La organización de juristas ha denunciado que "la cruz no incumple con la Ley de Memoria Histórica, ya que no contiene ninguna inscripción" y que se ha enterado de la decisión por un funcionario anónimo del Consistorio porque la destrucción del el monumento "no se ha aprobado en Pleno, ni cuenta con el proyecto competente para actuar en un entorno BIC, por lo que es completamente ilegal".

"Desde Cultura les han dicho que no pueden demoler la cruz amparándose en la Ley de Memoria Histórica, lo que evidencia que la decisión parte de la discriminación y animadversión de la mandataria hacia los cristianos", ha dicho la presidenta de la entidad, Polonia Castellanos, al tiempo que ha afirmado que "lo único que busca es acabar con cualquier símbolo cristiano, tal y como se ha visto en otras localidades gobernadas por los mismos partidos".
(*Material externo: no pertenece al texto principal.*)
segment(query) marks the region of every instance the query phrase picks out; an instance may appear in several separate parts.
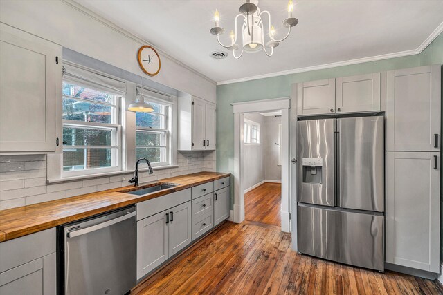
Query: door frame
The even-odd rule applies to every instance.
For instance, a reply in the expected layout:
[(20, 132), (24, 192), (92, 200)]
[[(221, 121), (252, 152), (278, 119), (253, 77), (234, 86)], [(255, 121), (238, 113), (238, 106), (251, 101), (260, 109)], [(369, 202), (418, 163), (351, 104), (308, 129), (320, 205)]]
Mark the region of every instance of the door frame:
[(244, 220), (244, 165), (242, 163), (244, 144), (244, 114), (245, 113), (282, 111), (282, 231), (291, 231), (289, 193), (289, 108), (291, 97), (233, 103), (234, 113), (234, 210), (235, 223)]

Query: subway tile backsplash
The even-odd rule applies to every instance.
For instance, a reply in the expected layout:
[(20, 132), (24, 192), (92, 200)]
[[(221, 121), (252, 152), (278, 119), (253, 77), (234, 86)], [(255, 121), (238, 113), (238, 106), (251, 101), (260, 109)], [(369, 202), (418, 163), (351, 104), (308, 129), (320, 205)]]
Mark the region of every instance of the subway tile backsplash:
[[(0, 156), (0, 210), (129, 185), (132, 173), (47, 184), (44, 155)], [(177, 168), (139, 173), (141, 183), (215, 171), (215, 151), (179, 151)]]

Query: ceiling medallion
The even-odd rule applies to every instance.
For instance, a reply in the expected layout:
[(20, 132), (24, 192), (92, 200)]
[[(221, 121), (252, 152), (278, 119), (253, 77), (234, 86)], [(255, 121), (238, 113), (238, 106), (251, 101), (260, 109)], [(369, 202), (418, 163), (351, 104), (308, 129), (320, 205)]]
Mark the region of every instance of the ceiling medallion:
[[(234, 31), (230, 31), (229, 37), (230, 37), (231, 43), (230, 45), (228, 46), (222, 44), (220, 41), (219, 35), (224, 32), (224, 29), (219, 26), (220, 15), (218, 10), (215, 10), (215, 14), (214, 15), (215, 26), (211, 28), (210, 32), (211, 34), (217, 35), (217, 40), (222, 46), (233, 51), (233, 55), (235, 59), (239, 59), (244, 51), (255, 53), (260, 51), (262, 48), (267, 56), (271, 56), (274, 48), (278, 46), (280, 42), (288, 37), (291, 32), (291, 28), (298, 23), (298, 19), (292, 16), (293, 3), (292, 0), (289, 0), (288, 2), (288, 17), (282, 22), (283, 26), (288, 28), (288, 32), (284, 38), (275, 39), (274, 39), (275, 29), (271, 24), (271, 14), (267, 10), (260, 12), (257, 4), (258, 0), (246, 0), (246, 3), (240, 6), (240, 13), (235, 17), (235, 32)], [(264, 43), (264, 28), (262, 21), (262, 18), (264, 15), (268, 17), (267, 35), (269, 37), (269, 41), (266, 44)], [(237, 56), (235, 50), (238, 50), (240, 48), (239, 45), (237, 44), (237, 37), (238, 35), (237, 32), (237, 22), (239, 17), (243, 17), (243, 24), (242, 26), (243, 47), (240, 54)], [(271, 49), (270, 53), (268, 53), (266, 48)]]

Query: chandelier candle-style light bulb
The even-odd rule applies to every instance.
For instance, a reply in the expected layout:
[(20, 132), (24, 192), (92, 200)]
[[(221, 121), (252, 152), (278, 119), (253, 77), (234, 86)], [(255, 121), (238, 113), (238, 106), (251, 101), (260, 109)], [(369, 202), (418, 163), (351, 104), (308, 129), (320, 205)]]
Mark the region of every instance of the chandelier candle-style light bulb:
[(293, 3), (292, 0), (288, 2), (288, 17), (292, 17), (292, 12), (293, 11)]
[[(271, 25), (271, 14), (267, 10), (260, 10), (258, 7), (258, 0), (246, 0), (246, 3), (240, 6), (240, 13), (237, 15), (234, 19), (235, 30), (231, 30), (229, 34), (230, 39), (229, 45), (223, 44), (220, 40), (220, 35), (224, 32), (224, 28), (219, 26), (220, 15), (217, 10), (215, 10), (214, 14), (215, 26), (212, 28), (210, 32), (217, 36), (219, 44), (233, 51), (233, 56), (237, 59), (242, 57), (244, 52), (257, 53), (262, 50), (270, 57), (280, 42), (289, 36), (291, 28), (298, 23), (298, 19), (292, 16), (293, 11), (292, 0), (288, 2), (287, 10), (288, 17), (282, 21), (282, 27), (287, 30), (286, 35), (282, 36), (281, 39), (275, 38), (277, 32), (274, 26)], [(267, 19), (263, 21), (265, 17)], [(240, 35), (238, 35), (239, 33)], [(241, 44), (235, 44), (239, 39)], [(240, 51), (239, 54), (237, 53), (238, 51)]]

La regidora, Carmen Flores, había reconocido que desde Cultura les comunicaron que la cruz no está vinculada directamente con la Ley de Memoria Histórica, "porque ya se quitó la placa en su momento", pero -según ella- apuntaron a la retirada de la Cruz por "estar entorpeciendo la visibilidad de un monumento histórico catalogado" y añadieron que no se sustituyera "por ninguna otra cosa".

La Cruz ya fue retirada en Callosa de Segura (Alicante), donde sus vecinos resistieron durante 400 días -y custodiaron el monumento día y noche- para que el alcalde, el socialista Fran Maciá, no la derribara.